Pathophysiology of Burns

  • Physiological changes include local necrosis in burn center and viable tissue at periphery:
    • Zones in burn injuries:
    • Zone of coagulation: Central area with necrosis.
    • Zone of stasis: Injured cells that can become necrotic if ischemic.
    • Zone of hyperemia: Minimally injured area that may recover.
  • Severity correlates with temperature of agent and duration of contact:
    • At 54°C (130°F) for 30 secs: Burn injury
    • At 60°C (140°F): Full-thickness burn in 5 secs
    • At 71°C (160°F): Immediate full-thickness burn.

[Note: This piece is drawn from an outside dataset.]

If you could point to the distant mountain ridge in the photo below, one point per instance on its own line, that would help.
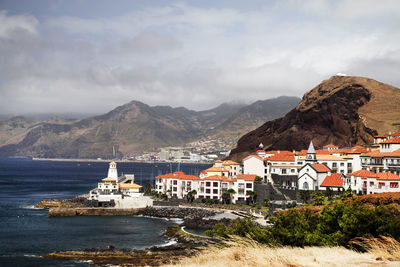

Initial Management of Burns

  • Emergent phase: From injury to completion of resuscitation.
    • Remove patient from burning source.
    • Primary survey: Airway, breathing, circulation, disability, expose and examine (ABCDE).
    • Immediate therapy includes:
    • Establish airway and provide 100% humidified oxygen.
    • Establish IV access for fluids (large-bore)
    • Cover burn with clean, dry cloth.
    • For chemical burns, irrigation begins immediately.
  • Fluid resuscitation:
    • Important for TBSA >20% to restore circulation and prevent shock.
    • Use of Lactated Ringer's (LR):
    • 2 mL LR x body weight (kg) x %TBSA for thermal burns.
    • 4 mL LR x body weight (kg) x %TBSA for electrical burns.
    • Administer half volume in first 8 hours, other half over 16 hours.

Ongoing Care and Fluid Management

  • Monitor:
    • Vital signs,
    • Fluid intake/output, relieved shock symptoms.
    • Prevent fluid overload and complications (pulmonary edema, heart failure).
  • Urinary output is key to assessing resuscitation success:
    • 0.5-1 mL/kg/hr for thermal injuries,
    • 75-100 mL/hr for electrical injuries.

Nutritional Support

  • Essential for combating hypermetabolism and promoting healing.
  • Early nutritional support recommended, often via enteral feedings.
  • Ensure adequate caloric intake to maintain nitrogen balance and minimize muscle catabolism.

Psychological and Emotional Support

  • Address grief, loss, and coping strategies during rehabilitation.
  • PTSD is common due to trauma; seek appropriate counseling and support systems.
  • Family involvement in care and rehabilitation planning enhances recovery outcomes.

Rehabilitation Phase

  • Ongoing evaluations of physical and psychosocial progress.
  • Early mobilization and participation in therapy critical to prevent complications like contractures and scarring.
  • Patients educated and involved in their care plans.

Infection Control and Prevention

  • Regular monitoring for infection and proper wound care techniques.
  • Importance of hydration and nutrition to boost immune function and recovery.
  • Surveillance cultures at admission; provide timely interventions based on individual needs.

Conclusion

  • Management of burn patients requires a comprehensive, multidisciplinary approach for optimal outcomes. Continuous assessment, preventive measures, and tailored therapies must be maintained throughout recovery phases.